Pures artifices de journaleux en mal de sensationnel. L’un comme l’autre ont marqué à leur manière, l’histoire de la zique. Et sans se copier. Quand Bambi donnait dans le zombie breakdancer, Prince livrait un mix électrique de funk psychédélique inspiré par le visionnaire guitariste Shuggie Otis et les tontons du genre, Sly Stone et George Clinton.
Pour comprendre, il faut se rappeler ce moment d’anthologie télévisuelle. En 1983, sur les planches du Beverly Theater de Los Angeles, James Brown invite ses deux héritiers à le rejoindre sur scène. Michael Jackson se livre alors à d’improbables enchaînements de danse après avoir déclaré son amour à un Parrain de la soul hilare.

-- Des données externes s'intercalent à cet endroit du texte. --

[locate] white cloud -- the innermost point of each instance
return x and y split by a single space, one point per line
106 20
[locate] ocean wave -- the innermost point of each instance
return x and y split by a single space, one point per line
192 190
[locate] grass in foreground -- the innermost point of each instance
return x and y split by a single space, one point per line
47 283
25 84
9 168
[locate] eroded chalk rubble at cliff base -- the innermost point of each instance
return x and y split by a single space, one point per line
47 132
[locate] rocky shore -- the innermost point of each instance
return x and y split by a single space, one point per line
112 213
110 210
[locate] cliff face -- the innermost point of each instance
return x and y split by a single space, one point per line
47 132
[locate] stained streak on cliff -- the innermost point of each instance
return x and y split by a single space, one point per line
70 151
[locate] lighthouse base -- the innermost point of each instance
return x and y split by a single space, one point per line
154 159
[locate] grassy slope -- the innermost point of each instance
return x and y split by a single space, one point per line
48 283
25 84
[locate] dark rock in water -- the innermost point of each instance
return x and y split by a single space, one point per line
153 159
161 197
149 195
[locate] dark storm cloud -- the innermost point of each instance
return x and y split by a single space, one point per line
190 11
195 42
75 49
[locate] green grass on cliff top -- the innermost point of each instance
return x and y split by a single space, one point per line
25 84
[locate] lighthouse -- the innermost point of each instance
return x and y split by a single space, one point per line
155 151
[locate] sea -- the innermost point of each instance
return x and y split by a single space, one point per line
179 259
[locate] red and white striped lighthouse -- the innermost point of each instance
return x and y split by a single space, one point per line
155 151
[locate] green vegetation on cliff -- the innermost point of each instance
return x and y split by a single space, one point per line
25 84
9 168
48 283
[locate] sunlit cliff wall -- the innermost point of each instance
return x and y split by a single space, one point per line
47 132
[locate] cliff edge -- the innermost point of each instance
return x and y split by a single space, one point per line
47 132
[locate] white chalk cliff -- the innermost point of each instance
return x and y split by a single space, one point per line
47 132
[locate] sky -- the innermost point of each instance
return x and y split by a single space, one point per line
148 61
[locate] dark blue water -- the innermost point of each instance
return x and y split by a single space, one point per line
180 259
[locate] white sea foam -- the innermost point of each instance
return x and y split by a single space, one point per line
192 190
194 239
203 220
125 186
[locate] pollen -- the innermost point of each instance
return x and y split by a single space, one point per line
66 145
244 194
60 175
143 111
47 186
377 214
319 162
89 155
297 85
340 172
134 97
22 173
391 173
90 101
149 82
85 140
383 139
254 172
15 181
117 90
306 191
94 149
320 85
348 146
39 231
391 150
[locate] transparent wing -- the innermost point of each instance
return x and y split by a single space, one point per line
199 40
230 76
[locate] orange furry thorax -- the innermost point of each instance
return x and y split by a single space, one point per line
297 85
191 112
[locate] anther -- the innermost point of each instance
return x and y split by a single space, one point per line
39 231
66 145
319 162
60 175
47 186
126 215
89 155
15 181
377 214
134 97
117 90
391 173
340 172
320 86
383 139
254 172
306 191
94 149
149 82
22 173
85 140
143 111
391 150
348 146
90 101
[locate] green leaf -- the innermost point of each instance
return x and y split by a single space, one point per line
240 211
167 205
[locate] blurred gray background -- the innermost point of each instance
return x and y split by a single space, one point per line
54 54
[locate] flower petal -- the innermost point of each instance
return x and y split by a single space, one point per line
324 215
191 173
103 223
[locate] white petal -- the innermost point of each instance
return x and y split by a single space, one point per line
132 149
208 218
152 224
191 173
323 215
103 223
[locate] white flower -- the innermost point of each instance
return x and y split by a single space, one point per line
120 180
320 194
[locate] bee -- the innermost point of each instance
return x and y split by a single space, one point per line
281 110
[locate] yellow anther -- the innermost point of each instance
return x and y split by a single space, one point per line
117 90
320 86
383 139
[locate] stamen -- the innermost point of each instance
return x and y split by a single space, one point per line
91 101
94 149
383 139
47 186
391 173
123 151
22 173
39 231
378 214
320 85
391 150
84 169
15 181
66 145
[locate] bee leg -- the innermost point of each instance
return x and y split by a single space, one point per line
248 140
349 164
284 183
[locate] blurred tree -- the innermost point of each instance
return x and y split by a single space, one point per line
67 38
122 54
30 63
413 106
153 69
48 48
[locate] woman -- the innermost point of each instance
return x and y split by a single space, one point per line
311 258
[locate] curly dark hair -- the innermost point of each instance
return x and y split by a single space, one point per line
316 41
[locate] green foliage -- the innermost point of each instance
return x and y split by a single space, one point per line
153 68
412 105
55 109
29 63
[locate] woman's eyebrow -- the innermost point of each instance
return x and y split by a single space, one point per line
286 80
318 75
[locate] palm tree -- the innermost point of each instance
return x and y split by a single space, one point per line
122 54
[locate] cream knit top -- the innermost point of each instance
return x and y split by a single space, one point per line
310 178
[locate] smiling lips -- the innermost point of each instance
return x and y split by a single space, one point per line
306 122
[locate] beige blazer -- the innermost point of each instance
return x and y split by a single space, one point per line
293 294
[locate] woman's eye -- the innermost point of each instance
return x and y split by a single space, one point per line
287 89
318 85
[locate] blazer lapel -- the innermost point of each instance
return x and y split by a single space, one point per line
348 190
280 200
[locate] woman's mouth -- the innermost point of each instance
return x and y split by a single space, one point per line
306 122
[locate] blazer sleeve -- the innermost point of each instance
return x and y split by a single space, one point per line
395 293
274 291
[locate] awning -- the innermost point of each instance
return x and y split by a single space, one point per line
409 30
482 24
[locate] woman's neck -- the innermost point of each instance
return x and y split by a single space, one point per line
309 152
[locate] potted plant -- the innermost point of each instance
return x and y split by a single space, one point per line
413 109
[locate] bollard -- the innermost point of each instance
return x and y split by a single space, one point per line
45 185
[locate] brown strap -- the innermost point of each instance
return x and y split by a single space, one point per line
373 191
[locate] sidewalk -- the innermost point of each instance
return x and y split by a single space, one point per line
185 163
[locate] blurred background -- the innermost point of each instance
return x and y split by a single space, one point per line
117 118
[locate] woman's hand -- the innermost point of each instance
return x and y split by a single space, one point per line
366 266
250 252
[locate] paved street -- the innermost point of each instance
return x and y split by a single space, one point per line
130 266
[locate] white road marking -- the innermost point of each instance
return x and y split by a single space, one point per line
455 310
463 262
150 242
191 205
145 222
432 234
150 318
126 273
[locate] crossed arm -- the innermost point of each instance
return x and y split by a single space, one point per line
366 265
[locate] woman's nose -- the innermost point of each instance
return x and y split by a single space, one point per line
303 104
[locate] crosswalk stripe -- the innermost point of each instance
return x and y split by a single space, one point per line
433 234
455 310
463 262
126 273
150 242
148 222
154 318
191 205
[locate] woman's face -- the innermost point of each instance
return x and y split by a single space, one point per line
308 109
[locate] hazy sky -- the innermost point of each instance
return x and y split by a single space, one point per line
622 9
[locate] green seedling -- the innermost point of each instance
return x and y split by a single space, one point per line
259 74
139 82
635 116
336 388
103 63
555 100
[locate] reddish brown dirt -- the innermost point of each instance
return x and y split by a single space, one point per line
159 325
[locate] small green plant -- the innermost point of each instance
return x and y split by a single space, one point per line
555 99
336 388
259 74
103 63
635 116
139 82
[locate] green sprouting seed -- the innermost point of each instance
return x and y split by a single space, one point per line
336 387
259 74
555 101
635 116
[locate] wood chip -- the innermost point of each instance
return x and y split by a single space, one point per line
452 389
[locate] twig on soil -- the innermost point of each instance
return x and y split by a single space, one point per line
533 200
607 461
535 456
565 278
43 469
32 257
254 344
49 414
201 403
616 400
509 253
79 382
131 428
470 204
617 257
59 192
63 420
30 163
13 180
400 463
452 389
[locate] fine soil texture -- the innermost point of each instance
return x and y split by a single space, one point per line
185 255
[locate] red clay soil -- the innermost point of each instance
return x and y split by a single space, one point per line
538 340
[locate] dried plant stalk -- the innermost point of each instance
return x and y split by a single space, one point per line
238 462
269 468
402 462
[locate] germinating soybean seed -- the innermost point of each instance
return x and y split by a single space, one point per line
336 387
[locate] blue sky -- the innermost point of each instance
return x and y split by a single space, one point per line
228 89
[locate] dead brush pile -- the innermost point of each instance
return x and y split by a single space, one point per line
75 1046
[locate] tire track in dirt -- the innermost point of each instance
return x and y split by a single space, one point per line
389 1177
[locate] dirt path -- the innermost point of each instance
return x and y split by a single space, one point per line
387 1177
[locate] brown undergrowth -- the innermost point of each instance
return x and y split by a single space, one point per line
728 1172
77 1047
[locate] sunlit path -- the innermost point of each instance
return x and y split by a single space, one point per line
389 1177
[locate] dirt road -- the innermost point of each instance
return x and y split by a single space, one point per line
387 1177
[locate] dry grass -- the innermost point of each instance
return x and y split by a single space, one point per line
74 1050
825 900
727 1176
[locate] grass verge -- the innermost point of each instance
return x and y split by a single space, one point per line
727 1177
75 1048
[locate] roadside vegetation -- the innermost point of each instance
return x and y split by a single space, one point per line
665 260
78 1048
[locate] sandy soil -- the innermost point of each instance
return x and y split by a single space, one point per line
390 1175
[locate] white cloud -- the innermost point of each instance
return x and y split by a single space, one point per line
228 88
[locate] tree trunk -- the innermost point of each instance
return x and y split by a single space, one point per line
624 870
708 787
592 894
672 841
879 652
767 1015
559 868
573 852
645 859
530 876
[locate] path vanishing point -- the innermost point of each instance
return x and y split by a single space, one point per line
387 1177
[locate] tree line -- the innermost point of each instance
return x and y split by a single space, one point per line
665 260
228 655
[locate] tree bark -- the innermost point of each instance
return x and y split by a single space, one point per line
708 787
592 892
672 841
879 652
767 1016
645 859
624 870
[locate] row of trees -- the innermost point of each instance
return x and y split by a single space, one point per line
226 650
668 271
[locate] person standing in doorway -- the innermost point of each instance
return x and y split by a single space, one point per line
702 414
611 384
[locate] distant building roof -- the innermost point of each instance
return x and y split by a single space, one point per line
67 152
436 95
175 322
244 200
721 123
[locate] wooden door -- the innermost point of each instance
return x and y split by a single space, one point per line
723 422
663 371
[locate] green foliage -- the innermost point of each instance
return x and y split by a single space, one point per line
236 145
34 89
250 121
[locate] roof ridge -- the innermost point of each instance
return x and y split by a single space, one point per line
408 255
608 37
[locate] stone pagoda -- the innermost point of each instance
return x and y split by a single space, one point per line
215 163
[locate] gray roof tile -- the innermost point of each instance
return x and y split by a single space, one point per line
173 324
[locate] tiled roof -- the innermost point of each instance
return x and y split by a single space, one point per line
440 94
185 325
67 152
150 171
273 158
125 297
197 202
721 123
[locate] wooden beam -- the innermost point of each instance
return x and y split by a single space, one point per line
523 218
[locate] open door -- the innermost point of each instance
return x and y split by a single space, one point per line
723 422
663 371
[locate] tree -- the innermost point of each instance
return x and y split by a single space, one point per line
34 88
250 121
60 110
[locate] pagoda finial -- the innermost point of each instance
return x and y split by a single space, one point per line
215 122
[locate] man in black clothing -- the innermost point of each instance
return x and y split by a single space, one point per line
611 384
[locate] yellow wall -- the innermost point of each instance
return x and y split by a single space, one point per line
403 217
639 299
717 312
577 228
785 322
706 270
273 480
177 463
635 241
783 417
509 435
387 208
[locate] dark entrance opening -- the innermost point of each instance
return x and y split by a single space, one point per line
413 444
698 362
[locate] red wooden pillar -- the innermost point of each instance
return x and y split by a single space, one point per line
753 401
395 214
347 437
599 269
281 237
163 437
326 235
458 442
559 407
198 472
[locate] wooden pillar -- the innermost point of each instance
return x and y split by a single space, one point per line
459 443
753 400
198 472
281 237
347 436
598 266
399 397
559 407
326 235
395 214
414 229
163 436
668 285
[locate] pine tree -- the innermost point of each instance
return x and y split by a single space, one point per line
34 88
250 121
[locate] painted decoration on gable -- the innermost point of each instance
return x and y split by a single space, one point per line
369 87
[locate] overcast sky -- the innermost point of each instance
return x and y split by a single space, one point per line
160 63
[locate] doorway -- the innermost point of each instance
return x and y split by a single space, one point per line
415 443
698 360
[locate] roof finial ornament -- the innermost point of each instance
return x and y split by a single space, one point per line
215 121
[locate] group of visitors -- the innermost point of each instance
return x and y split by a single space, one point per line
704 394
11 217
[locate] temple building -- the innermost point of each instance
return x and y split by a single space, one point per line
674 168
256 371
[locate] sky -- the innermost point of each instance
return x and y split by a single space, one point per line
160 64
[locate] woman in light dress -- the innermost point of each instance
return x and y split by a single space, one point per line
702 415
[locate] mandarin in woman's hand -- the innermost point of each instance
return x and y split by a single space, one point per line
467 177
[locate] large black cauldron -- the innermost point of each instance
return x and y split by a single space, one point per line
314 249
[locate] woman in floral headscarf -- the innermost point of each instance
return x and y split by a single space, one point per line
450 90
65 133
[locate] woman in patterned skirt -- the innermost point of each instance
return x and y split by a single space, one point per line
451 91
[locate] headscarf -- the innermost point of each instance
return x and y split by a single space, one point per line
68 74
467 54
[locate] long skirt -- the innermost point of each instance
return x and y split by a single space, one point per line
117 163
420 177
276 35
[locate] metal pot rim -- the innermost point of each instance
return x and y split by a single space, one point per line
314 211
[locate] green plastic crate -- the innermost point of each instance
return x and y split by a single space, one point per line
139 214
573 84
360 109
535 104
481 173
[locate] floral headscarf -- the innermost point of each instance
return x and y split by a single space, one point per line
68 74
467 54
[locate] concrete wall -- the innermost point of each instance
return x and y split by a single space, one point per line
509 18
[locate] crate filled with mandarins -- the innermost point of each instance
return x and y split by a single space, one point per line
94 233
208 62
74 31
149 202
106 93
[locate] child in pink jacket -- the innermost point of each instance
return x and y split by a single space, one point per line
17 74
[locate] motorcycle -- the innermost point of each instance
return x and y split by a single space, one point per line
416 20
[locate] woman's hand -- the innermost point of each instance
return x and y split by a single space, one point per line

Quant à Prince, déjà à des années-lumières de la Terre à ce moment, il empoigne une guitare, gratte quelques accords puis feule dans le micro avant de quitter la scène en embarquant un lampadaire de la déco… Les paris portaient à l’époque, sur la formule chimique qui s’était glissée jusqu’aux narines du Jobard génial, lui faisant plomber l’ambiance.
Né le 7 juin 1958 à Minneapolis (Minesota), Prince Rogers Nelson est un musicien (il joue de la batterie, de la basse, du piano, du clavier, des percussions et chante !), acteur et producteur. Sa carrière débutée en 1978 se poursuit avec brio depuis. Parsemée qu’elle est d’albums, de récompenses, de productions (notamment pour Larry Graham, George Clinton et pas mal d’amazones aussi belles que talentueuses comme Sheila E, Vanity et d’autres…) de changements de noms, de films, de records de ventes, d’embrouilles avec les maisons de disques et de concerts mémorables, de conversion au mouvement des Témoins de Jéhovah (sur les conseils de Larry Graham).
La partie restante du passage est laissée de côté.